Thursday, November 25, 2010

Udaipur , Day 9

Udaipur, in the state of Rajasthan, is the former historical capital of the Kingdom of Mewar. Jaipur is now the State capital. Udaipur is known as the city of lakes and is called the "Venice of the East". It is known for its Rajput era palaces, many of which have been converted into luxury hotels.

We arrived at the hotel I chose....turns out it was the former hunting lodge of the current royal family of Rajasthan. The current king or Maharani, owns a ton of properties all over the area. When India became an independent country, the Maharajas of all the states didn't do much but cede power to the new government. They had to give up some of their very expansive lands but managed to keep their palaces and other very prime properties. Some of these are open to the public who are charged admission....all the revenue goes into the royal coffers. This is true for every state in India. The kings of some states are better than others and give back to help the people....others don't. There are no state or country rules that force them to share their revenues and they are taxed a very low, flat rate. Parts of many of the palaces have been turned into hotels and are considered heritage properties. This particular king is not known to be the most generous and the road to this particular property needs major repairs. It is said that his son is better.
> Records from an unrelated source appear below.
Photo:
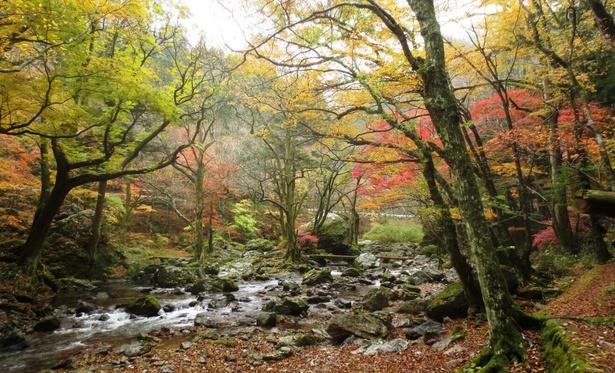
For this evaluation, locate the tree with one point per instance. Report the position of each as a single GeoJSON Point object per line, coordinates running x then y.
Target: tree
{"type": "Point", "coordinates": [432, 84]}
{"type": "Point", "coordinates": [116, 104]}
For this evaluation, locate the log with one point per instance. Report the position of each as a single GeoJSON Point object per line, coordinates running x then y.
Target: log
{"type": "Point", "coordinates": [595, 202]}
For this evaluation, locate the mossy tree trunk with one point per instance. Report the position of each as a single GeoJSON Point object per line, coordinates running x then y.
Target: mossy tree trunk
{"type": "Point", "coordinates": [97, 222]}
{"type": "Point", "coordinates": [504, 335]}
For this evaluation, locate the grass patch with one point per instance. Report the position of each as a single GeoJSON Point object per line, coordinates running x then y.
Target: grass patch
{"type": "Point", "coordinates": [395, 231]}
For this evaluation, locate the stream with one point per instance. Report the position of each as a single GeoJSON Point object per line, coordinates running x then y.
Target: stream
{"type": "Point", "coordinates": [79, 332]}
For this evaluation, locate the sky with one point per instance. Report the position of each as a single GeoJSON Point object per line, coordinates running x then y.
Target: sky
{"type": "Point", "coordinates": [220, 26]}
{"type": "Point", "coordinates": [223, 27]}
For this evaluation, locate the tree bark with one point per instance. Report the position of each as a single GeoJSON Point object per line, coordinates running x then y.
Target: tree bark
{"type": "Point", "coordinates": [504, 335]}
{"type": "Point", "coordinates": [97, 222]}
{"type": "Point", "coordinates": [33, 247]}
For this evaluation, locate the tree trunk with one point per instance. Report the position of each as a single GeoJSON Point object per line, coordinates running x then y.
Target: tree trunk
{"type": "Point", "coordinates": [210, 229]}
{"type": "Point", "coordinates": [127, 209]}
{"type": "Point", "coordinates": [33, 247]}
{"type": "Point", "coordinates": [199, 209]}
{"type": "Point", "coordinates": [596, 202]}
{"type": "Point", "coordinates": [97, 222]}
{"type": "Point", "coordinates": [505, 340]}
{"type": "Point", "coordinates": [561, 218]}
{"type": "Point", "coordinates": [45, 172]}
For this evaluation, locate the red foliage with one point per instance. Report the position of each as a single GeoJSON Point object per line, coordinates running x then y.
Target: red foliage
{"type": "Point", "coordinates": [546, 238]}
{"type": "Point", "coordinates": [307, 241]}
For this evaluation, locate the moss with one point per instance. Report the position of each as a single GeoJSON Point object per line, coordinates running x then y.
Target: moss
{"type": "Point", "coordinates": [607, 321]}
{"type": "Point", "coordinates": [508, 347]}
{"type": "Point", "coordinates": [559, 354]}
{"type": "Point", "coordinates": [225, 343]}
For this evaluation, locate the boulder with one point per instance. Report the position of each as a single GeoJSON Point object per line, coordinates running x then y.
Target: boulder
{"type": "Point", "coordinates": [333, 236]}
{"type": "Point", "coordinates": [451, 302]}
{"type": "Point", "coordinates": [342, 326]}
{"type": "Point", "coordinates": [287, 306]}
{"type": "Point", "coordinates": [170, 276]}
{"type": "Point", "coordinates": [413, 307]}
{"type": "Point", "coordinates": [380, 346]}
{"type": "Point", "coordinates": [225, 284]}
{"type": "Point", "coordinates": [266, 319]}
{"type": "Point", "coordinates": [366, 260]}
{"type": "Point", "coordinates": [147, 306]}
{"type": "Point", "coordinates": [429, 327]}
{"type": "Point", "coordinates": [259, 244]}
{"type": "Point", "coordinates": [11, 340]}
{"type": "Point", "coordinates": [134, 349]}
{"type": "Point", "coordinates": [85, 307]}
{"type": "Point", "coordinates": [220, 301]}
{"type": "Point", "coordinates": [47, 324]}
{"type": "Point", "coordinates": [290, 286]}
{"type": "Point", "coordinates": [315, 277]}
{"type": "Point", "coordinates": [351, 272]}
{"type": "Point", "coordinates": [203, 319]}
{"type": "Point", "coordinates": [376, 299]}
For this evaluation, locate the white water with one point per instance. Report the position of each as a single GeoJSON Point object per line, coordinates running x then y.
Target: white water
{"type": "Point", "coordinates": [78, 332]}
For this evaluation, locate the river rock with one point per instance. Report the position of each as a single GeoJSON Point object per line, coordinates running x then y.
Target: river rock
{"type": "Point", "coordinates": [343, 303]}
{"type": "Point", "coordinates": [351, 272]}
{"type": "Point", "coordinates": [225, 284]}
{"type": "Point", "coordinates": [47, 324]}
{"type": "Point", "coordinates": [380, 346]}
{"type": "Point", "coordinates": [221, 301]}
{"type": "Point", "coordinates": [413, 307]}
{"type": "Point", "coordinates": [428, 327]}
{"type": "Point", "coordinates": [85, 307]}
{"type": "Point", "coordinates": [279, 354]}
{"type": "Point", "coordinates": [147, 306]}
{"type": "Point", "coordinates": [366, 260]}
{"type": "Point", "coordinates": [13, 341]}
{"type": "Point", "coordinates": [259, 244]}
{"type": "Point", "coordinates": [287, 306]}
{"type": "Point", "coordinates": [266, 319]}
{"type": "Point", "coordinates": [290, 286]}
{"type": "Point", "coordinates": [375, 300]}
{"type": "Point", "coordinates": [315, 277]}
{"type": "Point", "coordinates": [333, 236]}
{"type": "Point", "coordinates": [343, 326]}
{"type": "Point", "coordinates": [134, 349]}
{"type": "Point", "coordinates": [451, 302]}
{"type": "Point", "coordinates": [203, 319]}
{"type": "Point", "coordinates": [170, 276]}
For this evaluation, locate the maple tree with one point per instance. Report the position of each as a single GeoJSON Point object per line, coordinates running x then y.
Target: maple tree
{"type": "Point", "coordinates": [104, 100]}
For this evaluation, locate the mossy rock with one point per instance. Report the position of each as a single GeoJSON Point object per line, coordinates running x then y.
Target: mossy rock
{"type": "Point", "coordinates": [287, 306]}
{"type": "Point", "coordinates": [147, 306]}
{"type": "Point", "coordinates": [351, 272]}
{"type": "Point", "coordinates": [315, 277]}
{"type": "Point", "coordinates": [451, 302]}
{"type": "Point", "coordinates": [376, 299]}
{"type": "Point", "coordinates": [225, 284]}
{"type": "Point", "coordinates": [559, 353]}
{"type": "Point", "coordinates": [259, 244]}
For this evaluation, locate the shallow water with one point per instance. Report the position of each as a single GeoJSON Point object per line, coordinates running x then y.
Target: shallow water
{"type": "Point", "coordinates": [77, 332]}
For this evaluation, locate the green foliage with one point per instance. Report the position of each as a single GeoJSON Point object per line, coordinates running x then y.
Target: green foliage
{"type": "Point", "coordinates": [114, 209]}
{"type": "Point", "coordinates": [559, 353]}
{"type": "Point", "coordinates": [136, 260]}
{"type": "Point", "coordinates": [556, 263]}
{"type": "Point", "coordinates": [243, 220]}
{"type": "Point", "coordinates": [395, 231]}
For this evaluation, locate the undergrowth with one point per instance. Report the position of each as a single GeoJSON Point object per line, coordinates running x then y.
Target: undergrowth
{"type": "Point", "coordinates": [395, 231]}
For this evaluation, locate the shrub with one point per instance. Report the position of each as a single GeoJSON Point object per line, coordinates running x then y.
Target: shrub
{"type": "Point", "coordinates": [395, 231]}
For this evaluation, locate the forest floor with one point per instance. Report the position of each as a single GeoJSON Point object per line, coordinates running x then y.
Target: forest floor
{"type": "Point", "coordinates": [591, 295]}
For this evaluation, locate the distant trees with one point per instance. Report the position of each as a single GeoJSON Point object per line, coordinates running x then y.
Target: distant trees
{"type": "Point", "coordinates": [123, 76]}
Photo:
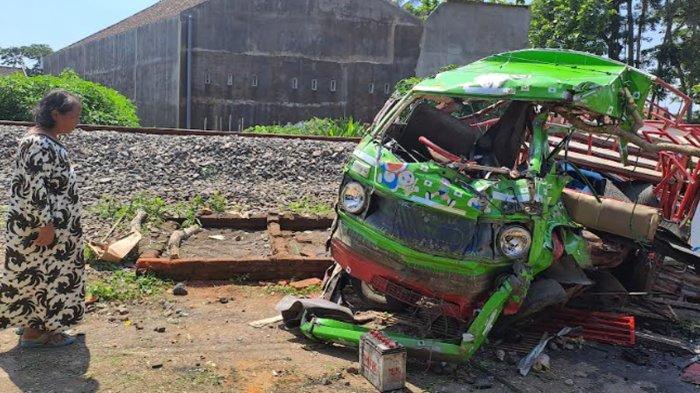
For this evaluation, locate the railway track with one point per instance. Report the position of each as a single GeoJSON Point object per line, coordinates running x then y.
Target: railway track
{"type": "Point", "coordinates": [189, 132]}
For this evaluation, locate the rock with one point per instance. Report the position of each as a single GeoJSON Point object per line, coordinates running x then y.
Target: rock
{"type": "Point", "coordinates": [636, 355]}
{"type": "Point", "coordinates": [512, 358]}
{"type": "Point", "coordinates": [180, 289]}
{"type": "Point", "coordinates": [541, 363]}
{"type": "Point", "coordinates": [141, 162]}
{"type": "Point", "coordinates": [500, 355]}
{"type": "Point", "coordinates": [121, 310]}
{"type": "Point", "coordinates": [483, 383]}
{"type": "Point", "coordinates": [305, 283]}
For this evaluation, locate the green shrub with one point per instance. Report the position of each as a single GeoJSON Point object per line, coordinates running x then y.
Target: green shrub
{"type": "Point", "coordinates": [315, 126]}
{"type": "Point", "coordinates": [125, 285]}
{"type": "Point", "coordinates": [19, 95]}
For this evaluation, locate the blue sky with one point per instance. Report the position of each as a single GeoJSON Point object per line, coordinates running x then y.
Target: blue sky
{"type": "Point", "coordinates": [60, 23]}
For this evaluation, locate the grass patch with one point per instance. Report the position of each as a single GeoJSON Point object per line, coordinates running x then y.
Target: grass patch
{"type": "Point", "coordinates": [310, 206]}
{"type": "Point", "coordinates": [347, 127]}
{"type": "Point", "coordinates": [158, 210]}
{"type": "Point", "coordinates": [202, 377]}
{"type": "Point", "coordinates": [240, 279]}
{"type": "Point", "coordinates": [3, 216]}
{"type": "Point", "coordinates": [278, 289]}
{"type": "Point", "coordinates": [110, 208]}
{"type": "Point", "coordinates": [125, 285]}
{"type": "Point", "coordinates": [218, 203]}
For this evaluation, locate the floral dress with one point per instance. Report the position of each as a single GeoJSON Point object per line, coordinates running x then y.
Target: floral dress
{"type": "Point", "coordinates": [42, 287]}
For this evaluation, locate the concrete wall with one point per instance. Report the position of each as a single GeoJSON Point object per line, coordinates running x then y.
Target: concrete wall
{"type": "Point", "coordinates": [462, 32]}
{"type": "Point", "coordinates": [142, 64]}
{"type": "Point", "coordinates": [279, 61]}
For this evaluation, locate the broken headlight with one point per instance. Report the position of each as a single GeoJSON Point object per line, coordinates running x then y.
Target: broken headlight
{"type": "Point", "coordinates": [514, 241]}
{"type": "Point", "coordinates": [352, 198]}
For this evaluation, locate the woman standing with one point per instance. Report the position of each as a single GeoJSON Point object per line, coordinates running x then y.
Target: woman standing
{"type": "Point", "coordinates": [41, 282]}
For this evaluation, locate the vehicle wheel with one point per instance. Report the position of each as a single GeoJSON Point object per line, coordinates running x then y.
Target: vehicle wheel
{"type": "Point", "coordinates": [375, 299]}
{"type": "Point", "coordinates": [642, 193]}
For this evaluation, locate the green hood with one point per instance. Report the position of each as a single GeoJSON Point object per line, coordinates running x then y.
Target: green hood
{"type": "Point", "coordinates": [584, 80]}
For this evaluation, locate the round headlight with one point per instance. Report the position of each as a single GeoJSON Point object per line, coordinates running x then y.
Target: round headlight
{"type": "Point", "coordinates": [514, 241]}
{"type": "Point", "coordinates": [352, 198]}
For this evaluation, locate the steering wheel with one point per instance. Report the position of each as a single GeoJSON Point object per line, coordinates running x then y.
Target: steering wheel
{"type": "Point", "coordinates": [438, 152]}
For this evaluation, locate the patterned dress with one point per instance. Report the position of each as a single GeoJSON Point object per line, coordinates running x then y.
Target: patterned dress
{"type": "Point", "coordinates": [42, 287]}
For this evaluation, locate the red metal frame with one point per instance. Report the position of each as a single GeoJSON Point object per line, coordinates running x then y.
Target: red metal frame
{"type": "Point", "coordinates": [388, 281]}
{"type": "Point", "coordinates": [678, 188]}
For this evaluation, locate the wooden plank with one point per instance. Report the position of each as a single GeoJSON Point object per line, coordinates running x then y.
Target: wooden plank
{"type": "Point", "coordinates": [603, 165]}
{"type": "Point", "coordinates": [224, 268]}
{"type": "Point", "coordinates": [607, 154]}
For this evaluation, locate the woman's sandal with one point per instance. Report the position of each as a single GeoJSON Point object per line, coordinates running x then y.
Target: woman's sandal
{"type": "Point", "coordinates": [48, 340]}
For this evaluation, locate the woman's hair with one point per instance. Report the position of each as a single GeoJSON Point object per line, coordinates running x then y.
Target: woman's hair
{"type": "Point", "coordinates": [55, 100]}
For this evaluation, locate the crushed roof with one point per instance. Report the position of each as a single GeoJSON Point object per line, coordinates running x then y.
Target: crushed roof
{"type": "Point", "coordinates": [163, 9]}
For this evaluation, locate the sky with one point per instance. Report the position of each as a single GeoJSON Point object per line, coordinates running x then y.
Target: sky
{"type": "Point", "coordinates": [60, 23]}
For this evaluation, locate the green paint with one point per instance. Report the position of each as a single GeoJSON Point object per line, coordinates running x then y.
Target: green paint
{"type": "Point", "coordinates": [568, 78]}
{"type": "Point", "coordinates": [543, 75]}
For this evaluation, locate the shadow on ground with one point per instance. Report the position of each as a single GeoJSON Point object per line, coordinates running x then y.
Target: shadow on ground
{"type": "Point", "coordinates": [54, 370]}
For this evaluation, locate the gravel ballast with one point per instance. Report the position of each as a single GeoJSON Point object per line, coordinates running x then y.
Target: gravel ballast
{"type": "Point", "coordinates": [255, 174]}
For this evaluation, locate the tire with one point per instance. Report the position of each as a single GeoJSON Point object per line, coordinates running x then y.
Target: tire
{"type": "Point", "coordinates": [641, 193]}
{"type": "Point", "coordinates": [375, 299]}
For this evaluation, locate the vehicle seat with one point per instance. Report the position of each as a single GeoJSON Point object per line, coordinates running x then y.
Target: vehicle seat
{"type": "Point", "coordinates": [441, 128]}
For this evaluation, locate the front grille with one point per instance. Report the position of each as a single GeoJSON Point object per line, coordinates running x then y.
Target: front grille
{"type": "Point", "coordinates": [429, 231]}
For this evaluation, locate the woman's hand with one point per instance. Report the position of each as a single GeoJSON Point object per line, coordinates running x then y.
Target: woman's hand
{"type": "Point", "coordinates": [46, 236]}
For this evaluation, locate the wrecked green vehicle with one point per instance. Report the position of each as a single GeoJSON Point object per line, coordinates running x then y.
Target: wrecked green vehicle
{"type": "Point", "coordinates": [465, 202]}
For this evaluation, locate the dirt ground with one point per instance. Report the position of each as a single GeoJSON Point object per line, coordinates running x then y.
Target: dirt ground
{"type": "Point", "coordinates": [202, 343]}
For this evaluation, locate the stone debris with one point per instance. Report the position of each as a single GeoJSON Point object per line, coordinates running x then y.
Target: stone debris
{"type": "Point", "coordinates": [259, 174]}
{"type": "Point", "coordinates": [180, 289]}
{"type": "Point", "coordinates": [305, 283]}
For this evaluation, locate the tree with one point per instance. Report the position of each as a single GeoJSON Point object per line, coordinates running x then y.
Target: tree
{"type": "Point", "coordinates": [24, 56]}
{"type": "Point", "coordinates": [619, 29]}
{"type": "Point", "coordinates": [572, 24]}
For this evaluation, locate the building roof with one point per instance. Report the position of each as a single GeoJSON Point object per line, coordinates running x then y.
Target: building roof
{"type": "Point", "coordinates": [163, 9]}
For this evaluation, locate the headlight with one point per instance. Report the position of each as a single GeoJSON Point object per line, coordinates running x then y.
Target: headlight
{"type": "Point", "coordinates": [514, 241]}
{"type": "Point", "coordinates": [353, 198]}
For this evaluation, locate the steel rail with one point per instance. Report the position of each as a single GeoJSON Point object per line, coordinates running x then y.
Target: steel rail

Back to the hotel....the current king turned this property into a preserve and a working farm. There are deer, peacocks, chickens, cows, etc. He also breeds polo ponies. We got to see some week old foals and the rest of his horses.
I got a private tour! The paddocks were right by where we checked in and I had walked over to where some of the horses were. I went to befriend some of them and they could see that I knew how to handle them. ( I use to own a horse). That was when I was offered a private tour of the stables. My husband says I had this huge grin on my face. I was happy as a pig in shit!  Dinner was quite good and again the staff went out of their way to make sure I had something to eat that I would like. I have found that I totally detest cilantro. It is in almost everything so I now ask that they leave the leaves out. We slept well.

Ned and our guide
Our guide met us the next morning and a new adventure started. Udaipur is a very colorful and busy city. As usual the honking of horns is the overriding sound everywhere. You start to get used to it after a while. We had a good and knowledgeable guide who was also very friendly. We hit some of the historical forts and palaces and you cannot but stand in awe of some of the engineering feats, especially for the times. Security from warring states was always a top priority and cities were built for safety. There was usually an outer wall with gates, a moat, and an inner wall. The gates in the inner city were only 1 elephant wide. The huge wooden doors had spikes on them at man head hight sitting on an elephant. The palaces were usually built over several hundred years so additions were everywhere. There were the kings private quarters, his queens chambers, and an area for his harem. The king was only allowed one wife, although in years of Muslim rule, the Muslim rulers were allowed 3. You can see Mogul influence all over Rajasthan, but they were predominantly Hindu. Every where you go there are small and large temples dedicated to the Hindu gods. Ganesh is all over the place....he is kind of cute. Our first stop was the Sas Bahu temple. These 2 temples were constructed in the 10th century and dedicated to Lord Vishnu. There are 2 temples here and they are known as the mother-in-law and daughter-in-law temples because of their close proximity to each other as they would be in a typical Indian household. These are very elaborately carved and decorated.

local corner store

The countryside is mainly agricultural and the climate is tropical. Farming is mostly done by hand here as well although the larger tracts of land are prepared with a tractor. Harvesting of sugar cane and summer crops is going on now and they are starting to replant the fields with winter crops. Until this past year, India was in a drought but they had a good monsoon season....we have been having some unusual rainy weather the past few weeks and that is both good and bad. The farmers collect the left over corn, sorghum, and sugar cane stalks to feed their cattle..they need it to dry out or it gets ruined. The women seem to do most of the work! There is very little protection from the elements. As I  mentioned earlier, living is pretty much out of doors. It is warm in the winter. It was down in the 70's and the locals were all bundled up in their blankets! I thought I was the only one who thought it was cold when the temp dropped below 80, haha.    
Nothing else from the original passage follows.